Türkiye’de de Beşiktaş Kulübü taraftarlarının Çarşı, Trabzonspor taraftarlarının Devrimci Trabzonsporlular ve benzeri gruplar, siyasi iktidarın futbol yönetim kurulları vasıtasıyla takımları üzerindeki denetimine karşı alternatif sivil örgütlenmeler olduklarını ifade etmektedirler.
Öte yandan ülkeler hatta bölge takımları arasındaki futbol karşılaşmaları, bir yanıyla ideolojik ve siyasal mücadelenin yeşil sahalara yansımasıdır. Diyarbakırspor’un batı illerindeki futbol karşılaşmaları, normal bir futbol karşılaşmasından çok, Kürt halkının ulusal demokratik mücadelesini yeşil sahalarda veren bir futbol takımı olma özelliğini taşır. Maçlarda Kürt halkına yönelik hakaret, küfür ve taraftarlarına saldırılar ve karşı koyuşlar bu tespiti doğrular niteliktedir.
Kürdistan illerindeki futbol kulüplerinin Kürt ve Kürdistan sorunu bağlamında alternatif bölge ligi oluşturma girişimi Türk devletini rahatsız edeceği, Kürtler arasında da geniş destek ve sempati bulacağını söyleyebiliriz.
Kürdistan bölgesindeki kulüplerin alternatif bölge ligi girişimini, 2011’de Şırnak’ta dönemin Barış ve Demokrasi Partisi (BDP) tarafından “sivil itaatsizlik” adı altıdan başlatılan, daha sonra Kürdistan’a yayılan Sivil Cuma Namazlarına benzetiyorum. Sivil Cumalar, özellikle AK Parti hükümetini asker cenazeleri kadar, belki de ondan da fazla rahatsız eden sivil itaatsizlik eylemleriydi. Devlet ile PKK lideri Öcalan arasındaki görüşmelere paralel olarak 2013’de ilk öncelikli durdurulan eylem oldu.

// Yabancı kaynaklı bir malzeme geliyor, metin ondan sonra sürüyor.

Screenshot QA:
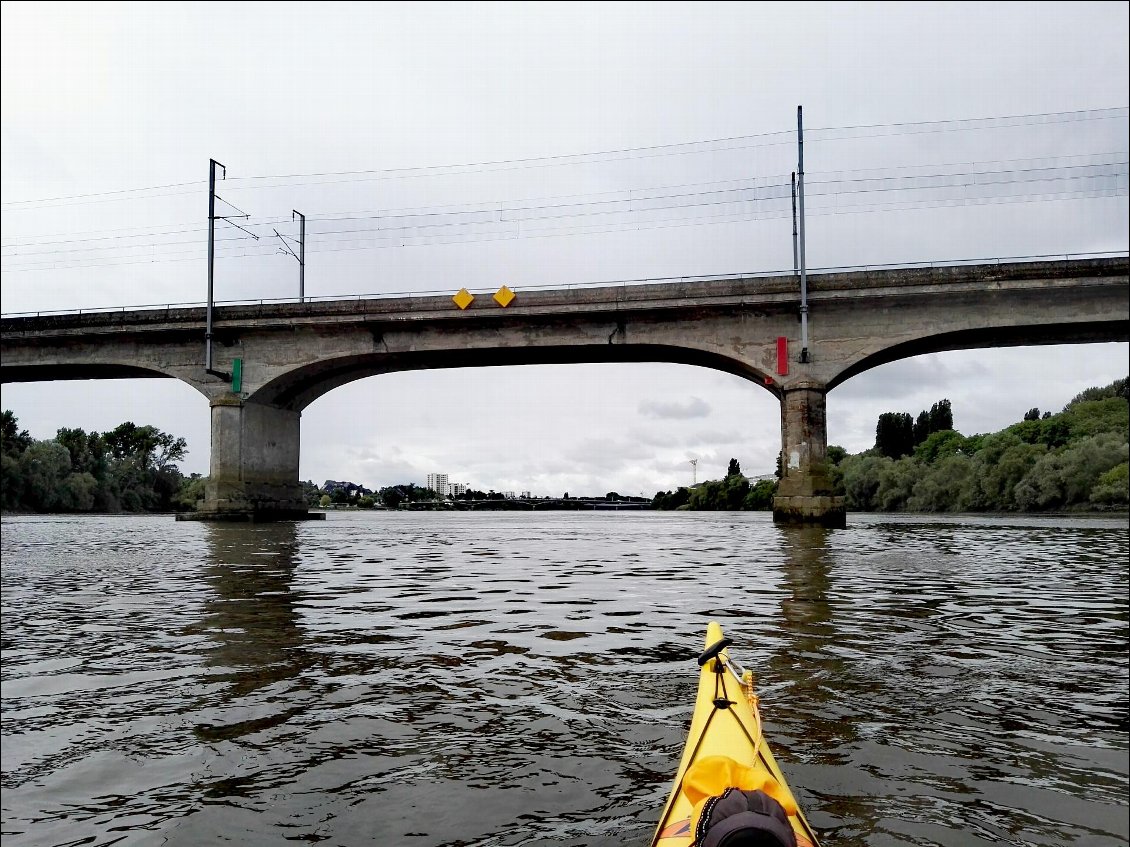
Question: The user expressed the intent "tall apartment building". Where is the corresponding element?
[426,473,447,497]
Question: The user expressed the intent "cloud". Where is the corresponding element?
[640,398,711,420]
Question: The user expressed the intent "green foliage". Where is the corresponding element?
[1089,462,1130,507]
[1015,433,1128,510]
[173,473,208,512]
[0,411,185,512]
[906,458,976,512]
[0,409,32,456]
[650,486,690,510]
[875,412,914,459]
[741,479,777,512]
[825,444,848,464]
[840,453,893,512]
[914,429,965,464]
[1063,377,1130,411]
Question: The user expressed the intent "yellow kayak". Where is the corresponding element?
[651,621,818,847]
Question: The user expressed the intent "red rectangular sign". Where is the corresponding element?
[777,335,789,376]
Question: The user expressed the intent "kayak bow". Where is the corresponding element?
[651,621,818,847]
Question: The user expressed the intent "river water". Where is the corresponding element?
[0,513,1130,847]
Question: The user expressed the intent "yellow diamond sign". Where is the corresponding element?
[495,286,514,308]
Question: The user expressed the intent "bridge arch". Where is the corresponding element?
[247,344,782,412]
[827,321,1130,391]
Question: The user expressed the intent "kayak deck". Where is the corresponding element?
[651,621,818,847]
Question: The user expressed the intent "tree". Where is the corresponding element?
[930,400,954,434]
[741,479,777,512]
[1089,462,1130,507]
[875,412,914,459]
[824,444,848,464]
[0,409,32,456]
[914,409,930,446]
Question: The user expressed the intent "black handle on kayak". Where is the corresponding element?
[698,638,733,667]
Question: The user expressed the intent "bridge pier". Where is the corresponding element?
[177,394,325,521]
[773,385,848,527]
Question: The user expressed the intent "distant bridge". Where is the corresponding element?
[0,256,1130,524]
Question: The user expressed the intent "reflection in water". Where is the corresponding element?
[190,522,313,741]
[765,526,881,844]
[0,513,1130,847]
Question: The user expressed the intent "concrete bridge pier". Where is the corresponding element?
[773,384,848,526]
[177,394,325,521]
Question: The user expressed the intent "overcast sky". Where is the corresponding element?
[0,2,1130,496]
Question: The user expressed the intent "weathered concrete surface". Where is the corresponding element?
[773,385,848,526]
[181,394,321,519]
[0,256,1130,519]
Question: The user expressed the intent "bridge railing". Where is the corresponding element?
[0,250,1130,317]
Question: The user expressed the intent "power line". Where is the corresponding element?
[5,186,1128,273]
[0,151,1128,253]
[0,107,1130,211]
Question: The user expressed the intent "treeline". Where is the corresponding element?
[0,410,192,512]
[652,379,1130,512]
[651,459,777,512]
[828,379,1130,512]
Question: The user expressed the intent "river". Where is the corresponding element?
[0,512,1130,847]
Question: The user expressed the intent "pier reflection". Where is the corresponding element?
[777,526,877,844]
[190,522,313,739]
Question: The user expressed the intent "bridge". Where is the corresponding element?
[0,256,1130,526]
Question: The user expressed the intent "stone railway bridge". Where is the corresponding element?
[0,256,1130,525]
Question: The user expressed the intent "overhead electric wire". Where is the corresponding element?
[5,154,1130,265]
[7,180,1128,272]
[0,107,1130,211]
[0,151,1128,255]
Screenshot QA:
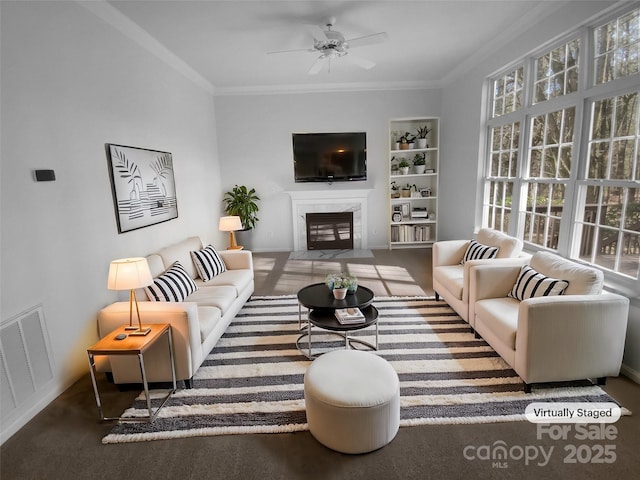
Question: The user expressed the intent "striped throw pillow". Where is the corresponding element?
[144,262,198,302]
[508,265,569,301]
[191,245,227,282]
[460,240,499,265]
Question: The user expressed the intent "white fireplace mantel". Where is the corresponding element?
[287,189,373,251]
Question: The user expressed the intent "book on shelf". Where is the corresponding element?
[336,307,365,325]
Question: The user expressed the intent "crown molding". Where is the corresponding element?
[76,0,215,95]
[215,81,442,97]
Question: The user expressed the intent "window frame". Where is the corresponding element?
[478,4,640,292]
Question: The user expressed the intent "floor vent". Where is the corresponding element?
[0,305,54,423]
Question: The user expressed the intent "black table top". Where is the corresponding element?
[298,283,373,310]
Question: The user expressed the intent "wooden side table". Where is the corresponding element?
[87,323,177,422]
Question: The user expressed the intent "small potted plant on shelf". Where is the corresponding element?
[416,125,431,148]
[413,152,427,174]
[391,182,400,198]
[400,132,416,150]
[401,183,418,198]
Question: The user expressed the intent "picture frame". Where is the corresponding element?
[105,143,178,233]
[399,202,411,218]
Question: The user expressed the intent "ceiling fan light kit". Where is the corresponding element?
[269,18,389,75]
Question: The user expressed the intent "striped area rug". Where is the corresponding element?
[102,295,614,443]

Bölge futbol kulüplerinin söz konusu girişimine de bu tür bir müdahalenin olması ihtimal dışı değildir. Özellikle HDP’nin seçim siyaseti bağlamında “Türkiyelilik”, “ortak vatan” söylemlerini dikkate alırsak, Kürdistanlı spor kulüplerinin ayrı örgütlenme girişimi hem devlet hem de HDP ve PKK çevresi içinden üstten gelebilecek müdahalelerle boşa çıkarıla bilinir.
Diğer yandan başta siyasi iktidar ve Kürtlerin mecliste temsiline karşı çıkan kesimlere “meclise giremezsek, engel olursanız bizler de futbol kulüpleri gibi ayrı meclisimizi kurarız” mesajı da futbol kulüpleri üzerinden veriliyor da olabilir.
Kürt illerinin futbol takımlarının ayrı bölge ligi oluşturma girişimi, statüsü kabul edilmeyen bir ulusun statü oluşturmada futbol gibi popüler bir alanda geniş kitlelerin destekleyeceği önemli bir girişimdir. Bu girişim seçim manevrasının bir parçası olarak düşünülüyorsa yazık olur. Oysa bu ve benzeri adımlar Kürt ve Kürdistan sorununun çözümüne katkı sunabilir ve süreci hızlandırabilir.
Kürdistan’daki futbol kulüplerinin Türkiye Futbol Federasyonu’ndan ayrılmaları, kendi bölge kulüpler birliğini oluşturmaları, sadece takımlarına yapılan haksızlıklardan dolayı olmamalıdır. Takımlarının taraftarı olan Kürt halkının ulusal ve demokratik haklarının tanınmamasından dolayı da yeterli bir nedendir.
Bu açıdan Kürdistanlı futbol kulüplerinin TFF içinde yer almamaları, alternatif bölge ligi oluşturmaları gibi, Kürtler de meclis dışında kalmaktan korkmamalıdır.